Alle Mitarbeiter im Herz-Jesu-Heim sind geschult, um die SET im Alltag umsetzen zu können. Sehr wichtig ist die Sprache. „Wir kritisieren und korrigieren nicht“, sagt Kliza. „Wenn jemand im Hochsommer auf die Idee kommt, es sei jetzt Zeit für Weihnachtseinkäufe, bestärken wir ihn und halten es für eine gute Idee, damit so früh wie möglich zu beginnen und alles zu erledigen“, erklärt Maria-Theresia Böhm, Leiterin des soziokulturellen Dienstes, die Strategie. 

Positive Kommunikation sei entscheidend, um die innere Unruhe der Patienten in der Balance zu halten. Das funktioniere auch bei Kleinigkeiten. „Wenn ich weiß, dass einem Bewohner Müllemer Böötche gefällt, singe ich das einfach mal im Vorbeigehen und schon hebt das die Stimmung. Ältere Damen mögen es, wenn man ihnen Komplimente für ihr Aussehen macht.“

Schwierig sei oft vor allem der Umgang mit Angehörigen. „Die informieren sich im Internet und glauben, sehr viel zu wissen“, sagt Kliza. Er möchte Angehörigen-Abende etablieren, bei denen sich die Betroffenen über ihre Probleme und Lösungen austauschen können. Ziel der Therapie des SET sei auch, so Kliza, die Zahl der Einweisungen in Krankenhäuser zu senken. Kliza wünscht sich mehr Unterstützung von den Krankenkassen.

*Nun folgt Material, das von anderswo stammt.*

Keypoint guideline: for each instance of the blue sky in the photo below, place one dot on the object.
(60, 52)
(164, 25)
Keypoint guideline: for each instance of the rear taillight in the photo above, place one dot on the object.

Nur zwei Einrichtungen in NRW arbeiten nach dem Konzept

Vorbild für die Kölner ist die Einrichtung St. Bihildis in Mainz, wo die SET seit zehn Jahren angewandt wird. Das Herz-Jesu-Heim und das Seniorenheim St. Elisabeth seien NRW-weit die einzigen Alteneinrichtungen, in denen die SET angewendet werde, so Kliza. Dafür wurden beide von der Zertsozial GmbH zertifiziert. Das Herz-Jesu-Team habe wirklich großen Einsatz gezeigt, lobt der Chef. Wie Boxer Schaller. Der steht schon am nächsten Beet. Gießt. Und lächelt.